Tokyo: When Central Japan Railway’s magnetically levitated train set a world speed record on Tuesday by zipping along an experimental track at 603kph, the project’s chief promoter was in Dallas, Texas.
Yoshiyuki Kasai, Chairman Emeritus of the train service operator, generally known as JR Tokai, was in the U.S. city trying to sell the company’s Shinkansen high-speed train technology to local government officials and investors.
Exporting shinkansen technology is crucial for the company’s commercial outlook, as its planned maglev train service, to be launched in 2027, entails tremendous investment.
Four decades in the making
The moment came at 10:48 a.m. on Tuesday. Only four minutes after it began acceleration on a test track in Yamanashi Prefecture, the L0-series maglev train reached a speed of 600kph. Kept floating above the track by powerful magnets, the train traveled along the guideway at a speed above that mark for 10.8 seconds, covering about 1.8 km.
Some 50 JR Tokai employees were on board, including Yasukazu Endo, the head of JR Tokai’s Yamanashi maglev test line experiment center.
For the nearly four decades since he joined Japanese National Railways, the forerunner of the now privatized Japan Railway group, Endo has been involved uninterruptedly in the maglev project as a design engineer.

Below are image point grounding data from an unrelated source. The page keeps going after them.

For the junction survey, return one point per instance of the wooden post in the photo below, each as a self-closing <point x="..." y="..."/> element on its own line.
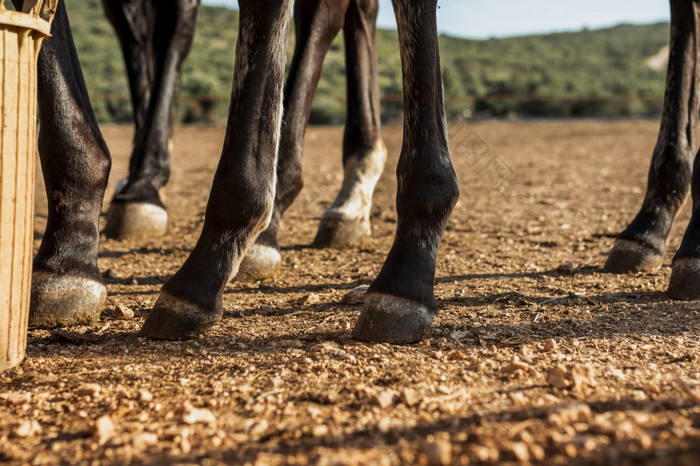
<point x="21" y="34"/>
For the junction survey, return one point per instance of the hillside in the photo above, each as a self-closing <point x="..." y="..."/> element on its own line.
<point x="588" y="63"/>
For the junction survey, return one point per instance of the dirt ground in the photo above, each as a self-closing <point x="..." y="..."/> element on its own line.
<point x="535" y="354"/>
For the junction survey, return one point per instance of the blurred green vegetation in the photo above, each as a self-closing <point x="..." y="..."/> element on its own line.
<point x="597" y="63"/>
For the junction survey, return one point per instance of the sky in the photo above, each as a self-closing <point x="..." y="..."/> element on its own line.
<point x="482" y="19"/>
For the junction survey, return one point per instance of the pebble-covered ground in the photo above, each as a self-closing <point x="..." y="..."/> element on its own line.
<point x="536" y="355"/>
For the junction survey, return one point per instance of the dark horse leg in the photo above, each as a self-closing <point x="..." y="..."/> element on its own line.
<point x="156" y="36"/>
<point x="641" y="246"/>
<point x="400" y="303"/>
<point x="190" y="302"/>
<point x="346" y="222"/>
<point x="316" y="22"/>
<point x="67" y="287"/>
<point x="685" y="277"/>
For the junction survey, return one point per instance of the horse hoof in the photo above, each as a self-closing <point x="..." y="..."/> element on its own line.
<point x="339" y="231"/>
<point x="135" y="220"/>
<point x="629" y="256"/>
<point x="173" y="318"/>
<point x="260" y="262"/>
<point x="391" y="319"/>
<point x="685" y="279"/>
<point x="62" y="301"/>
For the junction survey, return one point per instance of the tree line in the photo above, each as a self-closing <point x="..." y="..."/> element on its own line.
<point x="589" y="68"/>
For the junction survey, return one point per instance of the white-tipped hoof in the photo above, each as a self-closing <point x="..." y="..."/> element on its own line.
<point x="629" y="256"/>
<point x="173" y="318"/>
<point x="392" y="319"/>
<point x="62" y="301"/>
<point x="135" y="220"/>
<point x="685" y="279"/>
<point x="338" y="230"/>
<point x="260" y="262"/>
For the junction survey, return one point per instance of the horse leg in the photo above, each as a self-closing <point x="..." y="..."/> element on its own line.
<point x="641" y="246"/>
<point x="400" y="303"/>
<point x="156" y="36"/>
<point x="242" y="196"/>
<point x="346" y="221"/>
<point x="317" y="22"/>
<point x="67" y="287"/>
<point x="685" y="276"/>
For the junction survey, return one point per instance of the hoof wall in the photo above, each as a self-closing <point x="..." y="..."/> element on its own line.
<point x="260" y="262"/>
<point x="135" y="220"/>
<point x="629" y="256"/>
<point x="339" y="231"/>
<point x="176" y="319"/>
<point x="685" y="279"/>
<point x="392" y="320"/>
<point x="63" y="301"/>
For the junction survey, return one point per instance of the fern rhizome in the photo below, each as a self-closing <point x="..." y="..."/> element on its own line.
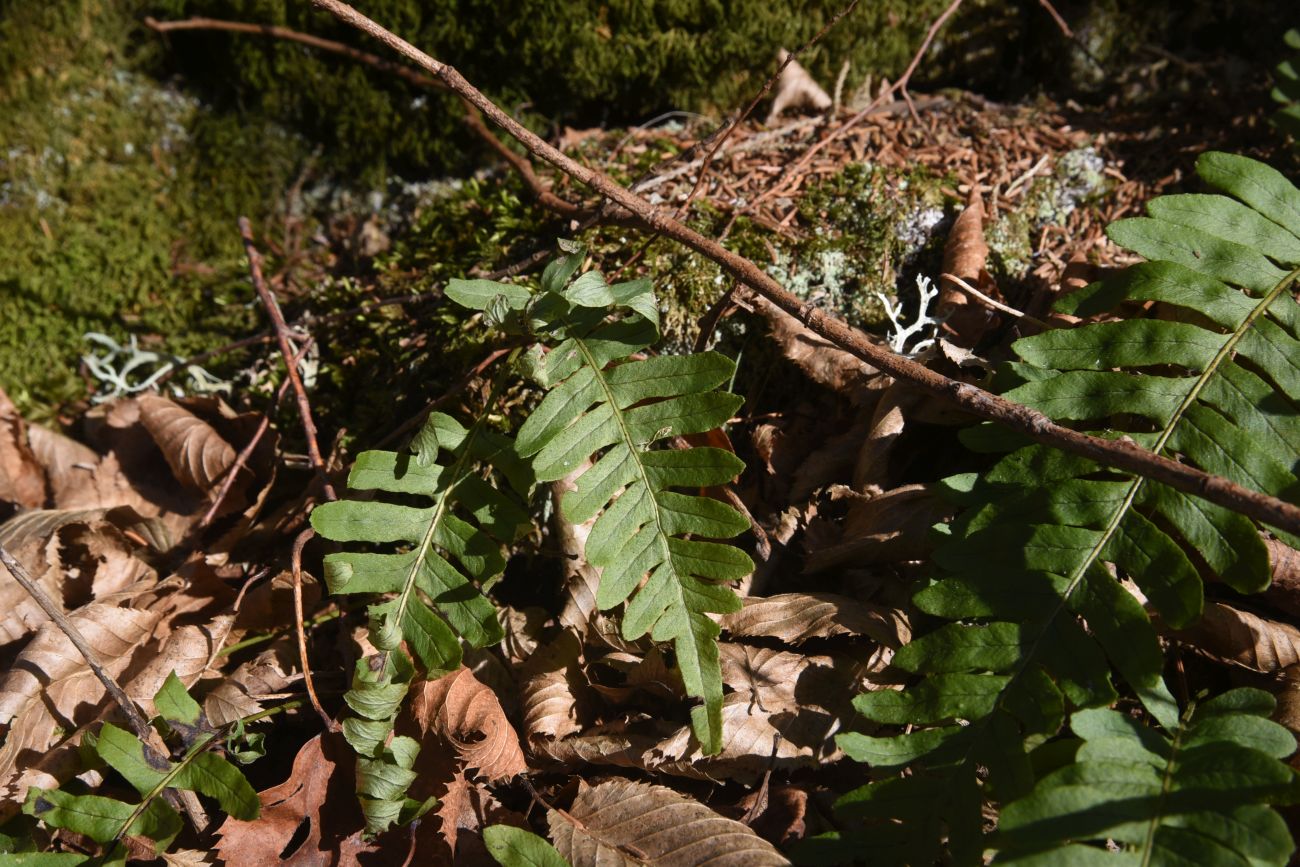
<point x="1036" y="684"/>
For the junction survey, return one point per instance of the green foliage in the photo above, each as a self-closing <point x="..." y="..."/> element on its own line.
<point x="1286" y="89"/>
<point x="514" y="846"/>
<point x="610" y="410"/>
<point x="1028" y="582"/>
<point x="1192" y="796"/>
<point x="107" y="820"/>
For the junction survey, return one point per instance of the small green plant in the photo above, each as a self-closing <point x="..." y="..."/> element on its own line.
<point x="1043" y="577"/>
<point x="107" y="820"/>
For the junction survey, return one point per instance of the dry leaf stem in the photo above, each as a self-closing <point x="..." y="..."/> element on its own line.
<point x="134" y="718"/>
<point x="984" y="404"/>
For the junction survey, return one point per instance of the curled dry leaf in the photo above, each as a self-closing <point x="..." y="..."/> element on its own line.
<point x="797" y="616"/>
<point x="320" y="793"/>
<point x="193" y="449"/>
<point x="553" y="686"/>
<point x="635" y="823"/>
<point x="819" y="359"/>
<point x="51" y="693"/>
<point x="22" y="478"/>
<point x="796" y="89"/>
<point x="1244" y="638"/>
<point x="468" y="716"/>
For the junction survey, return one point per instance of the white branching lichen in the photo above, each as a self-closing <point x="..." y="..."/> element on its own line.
<point x="926" y="328"/>
<point x="129" y="369"/>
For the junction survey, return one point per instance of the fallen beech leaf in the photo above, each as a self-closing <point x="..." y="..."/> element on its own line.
<point x="68" y="464"/>
<point x="320" y="793"/>
<point x="635" y="823"/>
<point x="193" y="449"/>
<point x="1244" y="638"/>
<point x="468" y="716"/>
<point x="796" y="89"/>
<point x="50" y="693"/>
<point x="22" y="478"/>
<point x="553" y="684"/>
<point x="797" y="616"/>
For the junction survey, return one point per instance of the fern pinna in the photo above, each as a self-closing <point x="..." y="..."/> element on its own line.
<point x="603" y="407"/>
<point x="432" y="582"/>
<point x="1045" y="572"/>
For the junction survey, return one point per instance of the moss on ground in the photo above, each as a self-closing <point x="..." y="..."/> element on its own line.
<point x="118" y="199"/>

“It is a much more comfortable ride now,” Endo said with evident satisfaction. “The train seems to be more stable when traveling at speeds over 500kph.”
When it goes into service in 2027, the maglev train is expected to travel at a maximum speed of 505kph, whisking passengers between Tokyo and Nagoya in 40 minutes.
Finding the funding
While the company was celebrating its speed record, Kasai was looking for buyers. In Dallas, he visited local government officials and investors to convince them of the benefits of building a traditional shinkansen train line between the city and Houston.

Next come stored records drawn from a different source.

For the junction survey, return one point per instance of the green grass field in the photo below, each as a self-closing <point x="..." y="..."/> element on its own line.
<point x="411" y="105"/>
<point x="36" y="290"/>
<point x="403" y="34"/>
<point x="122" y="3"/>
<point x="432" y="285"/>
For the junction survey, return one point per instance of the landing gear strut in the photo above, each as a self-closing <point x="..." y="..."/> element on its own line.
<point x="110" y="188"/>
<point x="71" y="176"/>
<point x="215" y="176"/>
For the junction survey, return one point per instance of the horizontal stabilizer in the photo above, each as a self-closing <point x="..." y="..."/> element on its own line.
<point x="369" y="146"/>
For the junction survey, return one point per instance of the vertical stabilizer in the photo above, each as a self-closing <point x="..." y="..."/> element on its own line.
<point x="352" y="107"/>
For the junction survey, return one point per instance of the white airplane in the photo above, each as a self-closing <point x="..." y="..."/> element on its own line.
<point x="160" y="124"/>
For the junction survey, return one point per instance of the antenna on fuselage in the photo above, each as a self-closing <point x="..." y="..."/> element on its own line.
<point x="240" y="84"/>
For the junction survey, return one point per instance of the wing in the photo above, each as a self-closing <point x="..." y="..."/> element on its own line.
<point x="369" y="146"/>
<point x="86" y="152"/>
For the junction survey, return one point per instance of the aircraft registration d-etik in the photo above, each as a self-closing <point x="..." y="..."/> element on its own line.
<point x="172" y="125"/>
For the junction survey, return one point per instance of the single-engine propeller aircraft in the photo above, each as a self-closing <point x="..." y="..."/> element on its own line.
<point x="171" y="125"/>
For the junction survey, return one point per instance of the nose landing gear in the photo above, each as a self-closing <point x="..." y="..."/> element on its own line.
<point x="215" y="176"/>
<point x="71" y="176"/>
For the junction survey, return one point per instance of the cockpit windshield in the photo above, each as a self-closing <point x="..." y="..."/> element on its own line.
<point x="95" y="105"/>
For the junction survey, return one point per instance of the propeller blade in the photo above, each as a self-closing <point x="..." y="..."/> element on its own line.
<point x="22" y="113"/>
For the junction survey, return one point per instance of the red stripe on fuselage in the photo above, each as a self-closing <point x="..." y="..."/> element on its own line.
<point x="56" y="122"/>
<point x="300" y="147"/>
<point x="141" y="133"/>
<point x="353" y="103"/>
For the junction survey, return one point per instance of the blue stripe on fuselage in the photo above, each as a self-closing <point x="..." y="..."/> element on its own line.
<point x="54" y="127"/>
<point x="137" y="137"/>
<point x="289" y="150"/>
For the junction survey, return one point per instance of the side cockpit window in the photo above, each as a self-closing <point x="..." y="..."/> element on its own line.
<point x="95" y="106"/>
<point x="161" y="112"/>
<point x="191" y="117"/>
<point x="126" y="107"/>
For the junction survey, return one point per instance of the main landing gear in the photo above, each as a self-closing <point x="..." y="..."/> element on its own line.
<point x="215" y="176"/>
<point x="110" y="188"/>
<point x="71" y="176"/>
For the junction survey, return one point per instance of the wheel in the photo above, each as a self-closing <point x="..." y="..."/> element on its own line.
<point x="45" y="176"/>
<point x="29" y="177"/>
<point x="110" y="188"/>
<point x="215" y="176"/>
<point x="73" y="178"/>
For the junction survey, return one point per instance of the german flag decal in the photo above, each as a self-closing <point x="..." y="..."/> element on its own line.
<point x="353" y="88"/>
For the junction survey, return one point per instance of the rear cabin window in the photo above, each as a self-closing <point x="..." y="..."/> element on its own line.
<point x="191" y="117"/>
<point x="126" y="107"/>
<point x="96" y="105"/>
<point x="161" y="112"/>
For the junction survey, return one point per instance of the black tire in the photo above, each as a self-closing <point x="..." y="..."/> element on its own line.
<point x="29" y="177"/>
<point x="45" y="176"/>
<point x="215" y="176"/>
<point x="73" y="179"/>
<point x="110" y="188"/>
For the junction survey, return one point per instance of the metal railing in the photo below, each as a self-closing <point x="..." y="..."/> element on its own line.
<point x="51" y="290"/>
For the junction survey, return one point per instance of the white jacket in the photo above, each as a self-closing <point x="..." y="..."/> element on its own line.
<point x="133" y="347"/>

JR Tokai is also lobbying for the construction of a maglev train line between Washington and Baltimore.
Kasai officially retired from the company last year and is now an chairman emeritus. He retained his role as the company’s representative because, he said, the U.S. project will not progress smoothly unless he remains in charge.
The good news for JR Tokai is that Kasai has won the backing of several U.S. political heavyweights.
Kasai plans to travel to Washington in time for Prime Minister Shinzo Abe’s meeting with U.S. President Barack Obama on April 28.
Kasai is one of Abe’s advisers and confidants. He has been promoting the prime minister’s policy of expanding Japan’s infrastructure technology exports, a key component of the prime minister’s growth strategy.
Kasai is eager for Abe to pitch JR Tokai’s state-of-the-art train technology during his meeting with Obama.
JR Tokai will spend 9 trillion yen ($74.7 billion) to complete the maglev line, which will be extended to Osaka by 2045.
That amount is equivalent to 20 years of the company’s group operating profit, even with its Tokaido Shinkansen line between Tokyo and Osaka continuing to generate hefty returns each year.
Exporting its shinkansen technology would allow the company to diversify its revenue sources and cover costs for building and operating the maglev line.
In an attempt to lure American buyers, JR Tokai has told U.S. policymakers that it won’t demand license fees for the technology. Abe has also pledged massive Japanese financial support for the construction of a maglev line in the U.S.
Last autumn, a senior JR Tokai executive said the company is making “steady progrress” toward exporting its technology to the U.S.
In December, however, Kasai cautioned against any unwarranted optimism. “Since President Obama’s support [for the high-speed train project] is not necessarily very strong, we need tenacious, long-term sales efforts,” he said in a speech in Tokyo. “We may make major progress within a couple of years.”
The U.S. political schedule is complicating Kasai’s job. A new president will be elected in autumn next year and come to White House in early 2017.
There are also some sticky issues that could strain Japan’s relations with the U.S., including those concerning trade and U.S. military bases.
At the same time, JR Tokai is facing stiff competition from such formidable foreign rivals as Bombardier of Canada, Alstom of France and Siemens of Germany in the global high-speed train market.
The 74-year-old Kasai is working against the clock in his maglev train sales promotion drive. Despite its technological excellence, the maglev train will continue to be a hard sell for the company.